Further research revealed that the earliest match on record between a team of Greenwich Pensioners with one leg and a team with one arm was played on nearby Blackheath in 1766. There is reference to this match in “The Recreative Review,” a book published in 1822, in a chapter called “Wagers.” Although the initial purpose of the match was to raise money for the wounded sailors, it was also an opportunity to use cricket as a mechanism for gambling that became popular from the mid-18th century. The match was accompanied by sideshows and family entertainment.

A match between one-legged Greenwich Pensioners and one-armed Chelsea Pensioners was reported in August 1796. This was played in Montpellier Gardens near to the Beehive Public House in Walworth, also in southeast London, but nearer the center. Details are misty, but it is thought that members of the Beehive/Montpellier Club, including aristocracy, were among those who formed Surrey County Cricket Club in 1845, based nearby at Kennington Oval. A thousand guineas were at stake for the match, suggesting the involvement of aristocracy. The match began at 10 a.m., with the one-legged team scoring 93 runs. During the first innings of the one-armed team, a crowd of people stormed the gates in an attempt to enter the packed ground. Three hours later the game resumed, the one-armed team totalling only 42 runs. The second innings of the one-legged team was curtailed by fading light and resumed on the second day, totalling 104. A target of 157 was too much for the one-armed, who scored only 57. In a re-match the following week, the one-legged team won again.

It is uncertain how many matches have been played between teams of one-limbed players. The Sporting Magazine of August 1811 describes a match at Walworth, also with a 1,000 guineas stake. Evidence exists of another five matches between 1841 and 1868, after which the Greenwich Hospital closed. There is reference to an annual match between the Greenwich Pensioners, suggesting that this was a more regular event than first thought. There is also evidence of matches being played outside of London. Some of the featured places were Tunbridge Wells, St. Albans, Brighton and Old Trafford, Manchester, in 1863.
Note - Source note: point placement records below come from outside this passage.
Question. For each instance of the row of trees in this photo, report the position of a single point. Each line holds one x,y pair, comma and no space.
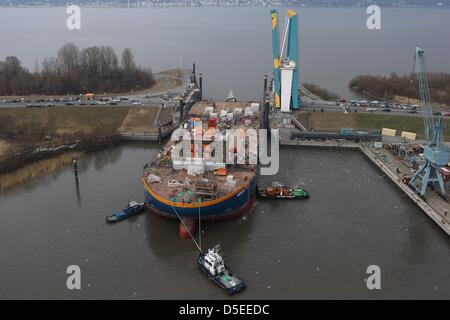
379,87
75,71
321,92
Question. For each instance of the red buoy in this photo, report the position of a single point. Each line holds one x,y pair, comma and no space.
191,225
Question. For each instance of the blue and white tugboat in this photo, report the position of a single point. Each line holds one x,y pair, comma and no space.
133,208
211,263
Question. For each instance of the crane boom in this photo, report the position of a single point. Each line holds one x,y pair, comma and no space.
436,154
424,91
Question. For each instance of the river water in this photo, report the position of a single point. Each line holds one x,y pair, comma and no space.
233,46
317,248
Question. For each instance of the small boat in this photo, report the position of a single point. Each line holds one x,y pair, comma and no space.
279,191
211,263
132,209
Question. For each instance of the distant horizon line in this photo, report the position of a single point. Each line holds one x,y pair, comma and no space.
188,4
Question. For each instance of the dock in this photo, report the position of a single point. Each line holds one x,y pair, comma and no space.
434,206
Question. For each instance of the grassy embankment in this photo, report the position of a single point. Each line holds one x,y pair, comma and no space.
334,121
29,128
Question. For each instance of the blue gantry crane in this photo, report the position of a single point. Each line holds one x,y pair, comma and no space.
285,66
435,152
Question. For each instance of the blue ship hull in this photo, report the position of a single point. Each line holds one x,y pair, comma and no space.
232,206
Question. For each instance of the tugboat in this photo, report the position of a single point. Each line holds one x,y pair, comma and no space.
211,263
132,209
279,191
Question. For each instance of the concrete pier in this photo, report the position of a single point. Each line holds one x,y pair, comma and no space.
429,210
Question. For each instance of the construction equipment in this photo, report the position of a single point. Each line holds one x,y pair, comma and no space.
285,70
436,153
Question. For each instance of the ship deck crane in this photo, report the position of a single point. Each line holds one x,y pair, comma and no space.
436,153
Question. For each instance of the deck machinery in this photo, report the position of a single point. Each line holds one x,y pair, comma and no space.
285,67
436,153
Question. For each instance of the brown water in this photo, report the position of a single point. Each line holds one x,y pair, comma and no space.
318,248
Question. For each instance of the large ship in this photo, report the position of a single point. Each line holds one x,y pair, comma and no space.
197,182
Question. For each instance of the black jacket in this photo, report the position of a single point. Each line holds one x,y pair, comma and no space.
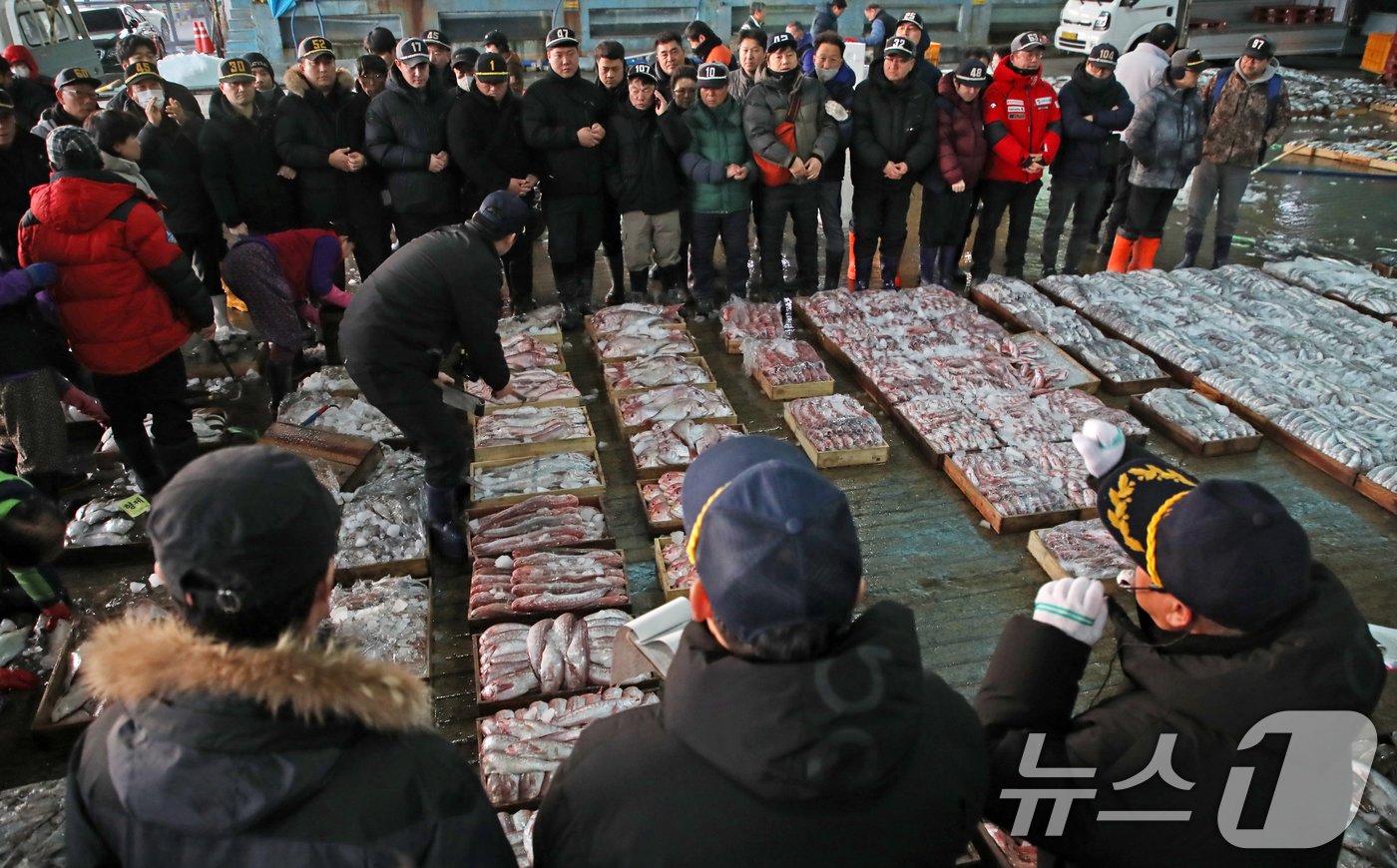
286,755
23,167
239,163
404,128
439,291
1208,690
643,160
858,758
1107,101
486,142
309,128
554,111
893,123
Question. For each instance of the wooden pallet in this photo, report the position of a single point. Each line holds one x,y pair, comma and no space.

The matches appear to have been great money-spinners, ranging from gambling profits to gate-money and entertainment revenues. One newspaper article suggests that each player received 10 shillings, which compared well with the one-shilling Greenwich Hospital pocket money. They also received refreshments during the match and dinner in the evening. Match reports suggest that the one-legged team won more than they lost. Understandably, their batting was stronger, but they were slow in the field, while the one-armed players had difficulties when trying to catch the ball. Charles Dickens was sufficiently intrigued to attend a match in 1862. In his magazine, All the Year Round, in a column entitled “The pursuit of cricket under difficult circumstances,” he described the fielding as “something painfully wonderful and ludicrously horrible.” A report in an Australian paper suggested a reason why spectators were attracted: “Novelty was the ruling passion, nine-tenths went merely for the say of the thing.”

We cannot know if this was true, but we do know that disability cricket is becoming part of cricket’s landscape at both domestic and international level. Last year, for example, England hosted India in an inaugural Mixed Disability Series comprising seven T20 internationals. An increase in international cooperation was discussed at a conference at Lords. Cricket has displayed the capability for at least four centuries to provide playing opportunities for a diverse variety of people and places. A team of Drifters in Thailand or teams of one-limbed pensioned sailors are but two manifestations.